Criminology Seminar Series
Samuel Marsden Lays Down the Law: Eighteenth-Century Justice in Nineteenth-Century NSW.
Dr Matthew Allen
Date/Time: Wednesday 12th November 2-3pm
Location: Arts Lecture Theatre 3
Dr Allen is a Lecturer in Historical Criminology at the University of New England. His research interests include the history of alcohol and drunkenness and the history of magistrates and summary justice in colonial NSW. This paper is part of an ongoing project to understand the transformation of NSW from an experimental convict colony to a pioneering liberal democracy through an analysis of the policing and punishment of summary offences, the foundations of colonial law and order.
Abstract:
Magistrates in early NSW employed a remarkably limited knowledge of the English criminal law when enforcing summary justice. Not only did they invent offences like ‘suspicion of robbery’ and ‘overdriving cattle’ to discipline their recalcitrant convict workforce but they showed little consistency in the application of punishments which consequently varied enormously. But this approach to their work on the bench was in fact quite typical of the English tradition they worked within.
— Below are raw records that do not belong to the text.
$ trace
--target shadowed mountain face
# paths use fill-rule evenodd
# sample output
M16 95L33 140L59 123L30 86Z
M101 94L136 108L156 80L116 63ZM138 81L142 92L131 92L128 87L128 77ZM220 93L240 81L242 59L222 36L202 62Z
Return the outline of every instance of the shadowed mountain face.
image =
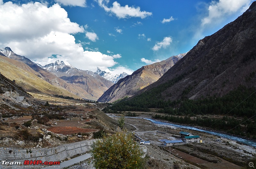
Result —
M98 99L100 102L113 102L133 96L139 90L156 82L187 53L172 56L159 62L143 66L132 74L119 80Z
M256 87L255 2L235 21L199 41L157 82L164 99L222 96L240 85Z

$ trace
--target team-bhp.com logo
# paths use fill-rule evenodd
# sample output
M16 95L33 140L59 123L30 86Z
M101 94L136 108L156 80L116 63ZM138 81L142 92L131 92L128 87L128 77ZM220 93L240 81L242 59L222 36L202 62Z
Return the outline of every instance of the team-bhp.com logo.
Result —
M6 160L1 160L2 165L60 165L60 161L45 161L41 160L25 160L21 161L7 161Z

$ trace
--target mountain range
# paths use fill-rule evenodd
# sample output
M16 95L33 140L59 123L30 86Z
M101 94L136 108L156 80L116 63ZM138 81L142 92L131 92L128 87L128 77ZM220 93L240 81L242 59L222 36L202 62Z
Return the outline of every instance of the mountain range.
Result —
M140 90L156 81L187 53L173 56L159 62L142 66L119 80L100 97L98 101L113 102L132 96Z
M1 57L2 57L1 58L3 60L7 61L11 64L14 65L16 68L20 68L19 69L19 70L17 70L17 69L8 70L6 69L7 67L13 67L7 64L7 62L6 62L4 63L5 66L0 68L0 71L3 74L9 79L15 79L17 81L17 84L29 92L63 95L74 98L83 98L96 100L113 84L112 82L105 79L99 75L97 77L99 78L100 80L97 79L88 74L85 71L84 71L84 72L82 72L82 74L75 73L73 79L68 78L68 76L65 77L63 76L62 76L63 78L62 79L52 72L42 68L41 66L39 66L25 56L16 54L10 48L7 47L0 48L0 53L1 54ZM0 63L3 64L4 63ZM26 64L24 65L24 63ZM76 71L75 70L77 69L76 69L73 67L72 70L75 72ZM33 77L31 79L24 77L25 75L28 74L24 72L23 71L28 71L36 75L37 77L36 78ZM12 71L14 72L13 73L9 73L9 72ZM17 76L21 72L23 73L20 74L19 76ZM61 71L59 73L60 74L63 73ZM56 73L58 74L58 72L56 72ZM95 73L94 74L96 74ZM29 75L28 76L30 77L31 74L29 74ZM40 80L38 79L38 77L40 79ZM37 79L36 82L33 81L36 79ZM46 87L48 85L45 84L44 82L42 82L41 80L44 80L48 82L47 83L55 87L51 86L48 86L48 88ZM66 81L67 80L68 81ZM36 85L35 83L37 84ZM27 84L33 84L27 85ZM44 86L42 85L44 84ZM108 87L107 87L106 85Z
M159 80L135 96L157 91L151 99L196 99L221 96L239 86L256 87L256 4L199 40Z
M123 72L121 73L120 75L118 75L110 72L103 71L101 70L99 67L97 67L97 70L95 73L114 83L116 83L121 79L124 78L129 75L125 72Z
M42 67L68 84L82 89L90 95L90 99L94 100L114 84L93 72L78 69L63 61L58 60ZM88 96L85 98L89 98Z

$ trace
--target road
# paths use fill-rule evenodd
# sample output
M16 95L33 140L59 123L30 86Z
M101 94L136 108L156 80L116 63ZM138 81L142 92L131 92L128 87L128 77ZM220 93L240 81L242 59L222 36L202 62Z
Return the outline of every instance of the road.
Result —
M79 163L80 161L84 160L86 159L88 159L91 157L91 154L89 153L85 154L83 155L77 157L72 158L72 159L68 160L60 163L60 165L50 165L47 167L41 168L42 169L45 169L51 168L64 168L65 167L66 167L72 165L73 165Z

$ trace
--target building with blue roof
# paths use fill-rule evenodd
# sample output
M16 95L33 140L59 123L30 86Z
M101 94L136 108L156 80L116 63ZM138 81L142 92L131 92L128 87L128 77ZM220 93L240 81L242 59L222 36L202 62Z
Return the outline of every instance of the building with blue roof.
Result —
M168 140L168 141L164 141L164 143L165 145L166 146L170 145L171 144L173 144L174 143L183 143L183 141L181 139L180 140Z
M197 135L185 136L183 138L183 141L187 143L202 143L202 140L200 139L200 136Z
M191 133L188 133L188 132L185 132L185 131L181 131L179 133L180 134L180 137L182 138L184 138L184 137L187 136L193 136L193 135Z

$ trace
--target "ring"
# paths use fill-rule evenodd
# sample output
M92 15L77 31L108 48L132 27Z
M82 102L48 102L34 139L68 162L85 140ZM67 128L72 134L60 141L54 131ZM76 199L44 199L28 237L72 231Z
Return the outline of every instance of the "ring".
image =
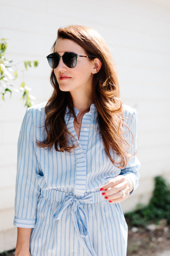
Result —
M122 196L122 197L123 198L124 198L124 197L125 197L126 196L126 194L125 193L125 191L124 190L123 190L123 189L120 189L120 191L121 191L123 193L123 195Z

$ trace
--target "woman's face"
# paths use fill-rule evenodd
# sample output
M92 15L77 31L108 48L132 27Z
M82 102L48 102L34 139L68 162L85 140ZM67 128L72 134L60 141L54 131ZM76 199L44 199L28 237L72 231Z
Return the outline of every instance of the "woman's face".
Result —
M59 38L57 40L55 52L58 52L60 56L64 52L76 53L78 55L86 56L83 48L76 43L69 39ZM71 94L77 93L86 93L91 91L94 70L94 63L91 58L78 56L77 63L74 68L67 67L60 58L57 67L54 69L54 74L59 84L60 89L62 91L69 91ZM65 76L69 78L64 79L60 76Z

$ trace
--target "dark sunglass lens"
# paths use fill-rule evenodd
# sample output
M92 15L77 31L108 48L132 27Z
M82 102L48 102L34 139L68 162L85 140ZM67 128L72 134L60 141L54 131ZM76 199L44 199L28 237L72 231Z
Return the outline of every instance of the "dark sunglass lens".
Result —
M49 64L52 69L55 69L58 65L59 61L59 57L58 55L55 55L52 54L47 56L47 59Z
M62 60L65 65L69 68L74 68L76 65L76 56L72 53L64 53L62 56Z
Sharply divided between a criminal working class and an official elite, early NSW was almost a caricature of the society assumed under eighteenth-century English law.
This paper will look at one of the most famous of the early magistrates, the so-called ‘flogging parson’, Samuel Marsden. Through a detailed examination of his work on the Parramatta Bench between 1815 and 1820 I will try and explore the approach to criminal justice in NSW and how it reflects the larger challenge of imposing public order in a penal colony.
This paper is based on my research as the 2012 Archival Research Fellow with the NSW State Archives. My wider project examines the use of summary jurisdiction by Justices of the Peace to manage offences against public order and decency and focuses particularly on the transition of the magistracy from an institution primarily concerned with disciplining convicts to one managing a free population.